- Directed by: Martin Stirling
- Written by: Joe Wade, Richard Beer, Martin Stirling
- Starring: Lily-Rose Aslandogdu
- Distributed by: Save The Children
- Release date: 5 March 2014;
- Running time: 93 seconds
- Country: United Kingdom
- Language: English

= If London Were Syria =

Fundraising campaign by Save the Children

If London Were Syria, titled on YouTube Most Shocking Second a Day Video, is a 93-second charity commercial, created by Don't Panic London for Save The Children UK, marking the third anniversary of the outbreak of the Syrian Civil War. It features a young British girl experiencing the effects of a hypothetical civil war on the streets of London. Everything depicted in the video was based on the factual accounts of children in Syria. The video's purpose is to depict the lives of children growing up surrounded by war, in order to bring attention to young people caught up in the Syrian Civil War.

The video was shot over two days, and combines the second-a-day and photo-a-day video formats, featuring a young girl's life as it progresses from normal to complete chaos in a year.

== Plot ==

The video features a young British girl experiencing the effects of a hypothetical civil war on the streets of London, by showing a second per day of her life for several days over a year, from one birthday anniversary of hers to the next.
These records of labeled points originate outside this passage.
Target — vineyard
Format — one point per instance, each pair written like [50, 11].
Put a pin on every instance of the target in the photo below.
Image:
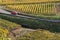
[35, 9]
[51, 33]
[5, 27]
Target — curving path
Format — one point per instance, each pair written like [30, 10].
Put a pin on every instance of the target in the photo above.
[5, 11]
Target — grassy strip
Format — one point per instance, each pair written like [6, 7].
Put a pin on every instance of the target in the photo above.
[40, 35]
[33, 23]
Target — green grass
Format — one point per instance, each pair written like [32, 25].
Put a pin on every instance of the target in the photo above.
[51, 33]
[35, 24]
[40, 35]
[35, 8]
[5, 27]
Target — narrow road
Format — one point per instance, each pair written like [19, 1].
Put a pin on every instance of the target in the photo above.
[27, 17]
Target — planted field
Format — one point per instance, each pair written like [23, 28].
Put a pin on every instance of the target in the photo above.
[40, 35]
[5, 27]
[35, 9]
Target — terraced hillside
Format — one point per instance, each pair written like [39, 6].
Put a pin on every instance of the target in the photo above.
[5, 27]
[35, 8]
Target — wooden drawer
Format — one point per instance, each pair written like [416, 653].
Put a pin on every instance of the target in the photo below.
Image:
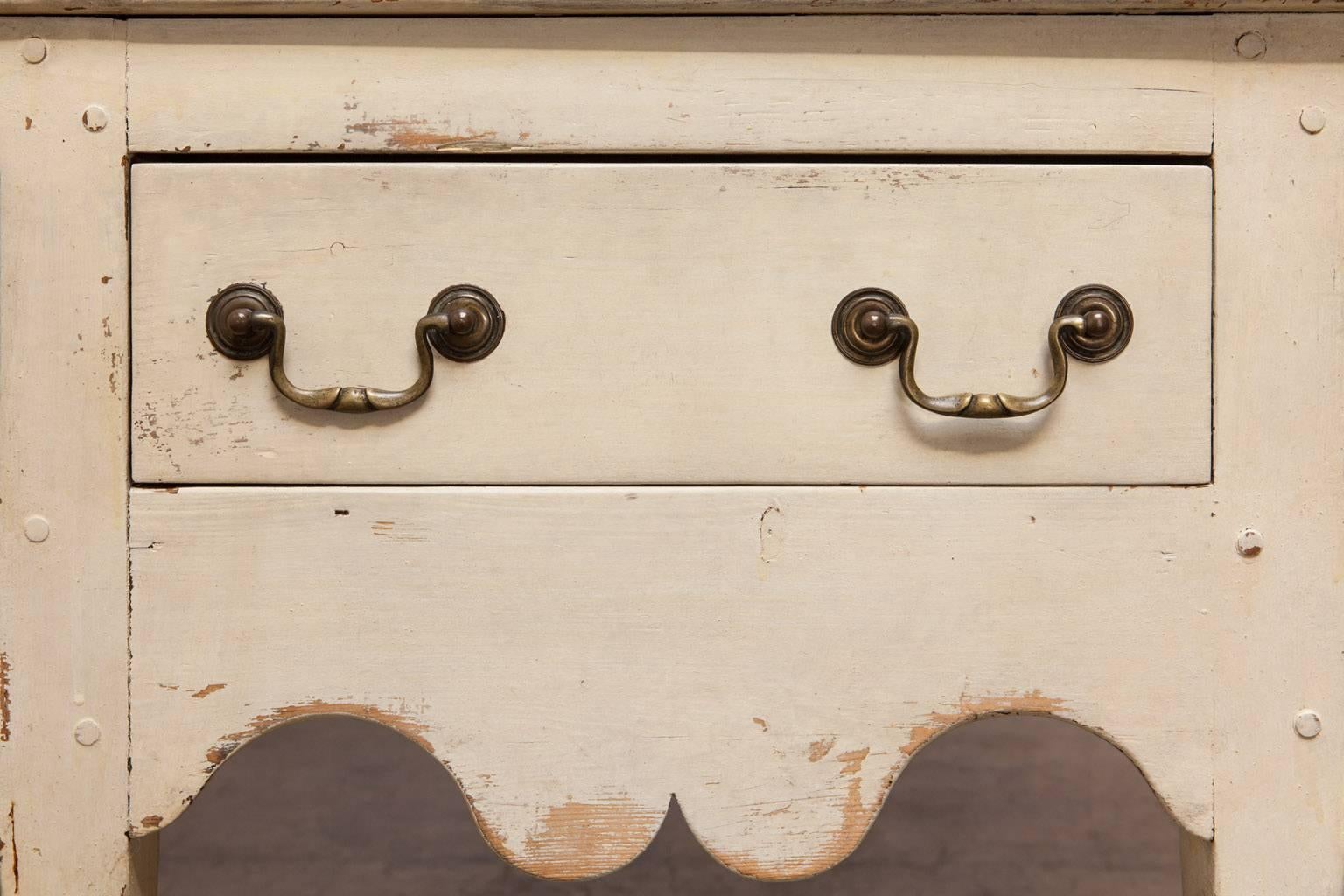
[671, 321]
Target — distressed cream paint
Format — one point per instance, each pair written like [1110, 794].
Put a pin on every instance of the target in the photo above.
[574, 654]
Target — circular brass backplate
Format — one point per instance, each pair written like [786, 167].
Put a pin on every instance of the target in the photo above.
[859, 346]
[1103, 346]
[252, 343]
[486, 323]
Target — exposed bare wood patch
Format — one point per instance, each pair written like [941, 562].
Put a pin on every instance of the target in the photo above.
[970, 708]
[819, 748]
[4, 696]
[406, 724]
[581, 840]
[855, 818]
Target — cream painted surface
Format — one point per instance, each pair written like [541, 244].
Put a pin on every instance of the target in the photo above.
[671, 323]
[814, 612]
[770, 655]
[812, 83]
[63, 383]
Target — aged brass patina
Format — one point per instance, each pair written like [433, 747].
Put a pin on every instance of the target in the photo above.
[246, 321]
[1092, 324]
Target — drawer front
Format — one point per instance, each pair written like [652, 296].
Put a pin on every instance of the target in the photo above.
[672, 321]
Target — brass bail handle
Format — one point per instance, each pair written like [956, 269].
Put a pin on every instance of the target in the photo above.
[245, 321]
[1092, 324]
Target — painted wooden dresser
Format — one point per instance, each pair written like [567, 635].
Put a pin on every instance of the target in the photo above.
[657, 499]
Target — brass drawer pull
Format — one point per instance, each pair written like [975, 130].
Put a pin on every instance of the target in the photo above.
[1092, 324]
[464, 324]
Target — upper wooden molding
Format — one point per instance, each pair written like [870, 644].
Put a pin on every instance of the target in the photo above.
[647, 7]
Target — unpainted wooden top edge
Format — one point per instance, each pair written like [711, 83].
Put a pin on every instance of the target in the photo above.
[647, 7]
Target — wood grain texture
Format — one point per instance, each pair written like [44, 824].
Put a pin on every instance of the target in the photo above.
[844, 85]
[641, 7]
[63, 384]
[671, 323]
[1280, 382]
[770, 655]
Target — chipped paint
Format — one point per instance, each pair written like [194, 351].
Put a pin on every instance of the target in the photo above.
[416, 133]
[972, 708]
[579, 840]
[408, 725]
[817, 750]
[4, 696]
[855, 818]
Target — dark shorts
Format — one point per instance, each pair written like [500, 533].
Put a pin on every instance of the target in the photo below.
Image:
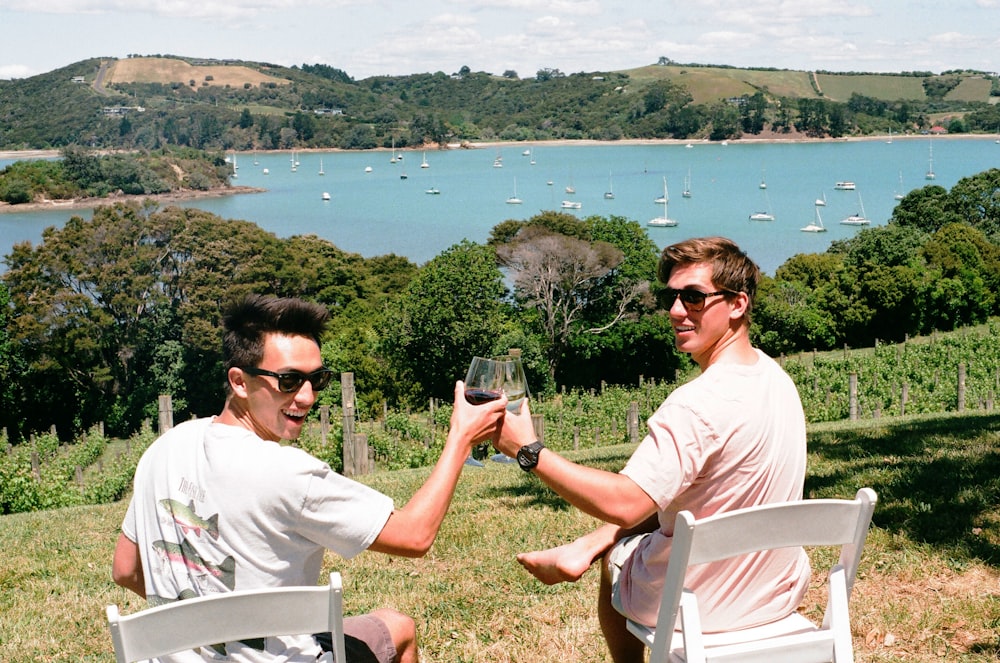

In the opening scene, the girl is at her birthday party, with her parents and friends near her, and a cake with candles in front of her. She is asked to make a wish. Throughout the early part of the advert, she continues to live an ordinary life with loving family and friends. Two disjointed scenes early in the ad present the phrase "ready or not...here it comes" as said by the girl's father. The following scenes then hint at unrest shown via TV news reports, radio broadcasts, and newspaper headlines in the background. Eventually, the Dawn of Civil War becomes more impenitent as military jets fly by and more news about unrest becomes apparent. Soon the war draws closer as the family is forced to leave their homes and an air strike almost hits the girl. They flee again by car and then by foot scrounging for food in bushes. By the end of the video, she has lost her father while running with her mother away from rebel forces shooting nearby. On her next birthday, she is seen at a military hospital bed and is again presented by her mum with a cake and a candle and asked to make a wish albeit a much smaller cake and on a tin plate with only 1 candle. The video ends with the line "Just because it isn't happening here doesn't mean it isn't happening." It is revealed at the end that the video is based on true stories of what children living through the Syrian Civil War experienced, and highlights the work of Save the Children to improve the lives of children in Syria and around the world.

== Reception ==

The ad was released on 5 March 2014. It received news coverage immediately in many UK newspapers and magazines including The Independent, Telegraph, Huffington Post (UK), Express, Metro, and The Mirror. It was also covered in international media such as Time Magazine, Adweek, Al Arabiya, and the Washington Post. The coverage in the Washington Post noted that the video would only seem shocking to people who had not experienced or read closely about the lived experiences of people who had gone through civil wars, and highlighted the newspaper's profiles of refugees from civil wars.

The video acquired more than 23 million views on YouTube in less than a week. The reasons for its virality were dissected by several commentators, including Fairsay and The Drum. The following factors were identified: strong emotions, a video title ("Most Shocking Second a Day") that created what Upworthy has called a "curiosity gap" by providing just enough information to make people click to want to know more, and a smart initial paid promotion and publicity in the right circles. The video was also listed as the first of five highly successful nonprofit branded videos in the first quarter of 2014.

In November 2014, American actor Ashton Kutcher posted an A Plus article about the video on his Facebook page (A Plus is a website co-founded by Kutcher, who is also Chairman of the Board). This resulted in 10 million page views of the video and made it the second most-viewed brand video of the week on YouTube.

As of January 2022, the video has accumulated nearly 79 million views on YouTube. According to Don't Panic London's website, the video was featured twice on the Reddit front page, was shared 920,000 times, and caused Save the Children's YouTube channel subscriptions to increase by over 1000%.

== Sequel ==
In May 2016, Save the Children released a second video, Still the Most Shocking Second a Day, depicting the same girl as she becomes separated from her mother as they flee but gain a younger boy as a companion. The girl would be eventually depicted as going through the refugee process (in France) where she lives through the hardships and the grim reality of being a refugee. Although this sequel/video isn’t as popular as the original, garnering just 8.8 million views as of December 2025 on YouTube.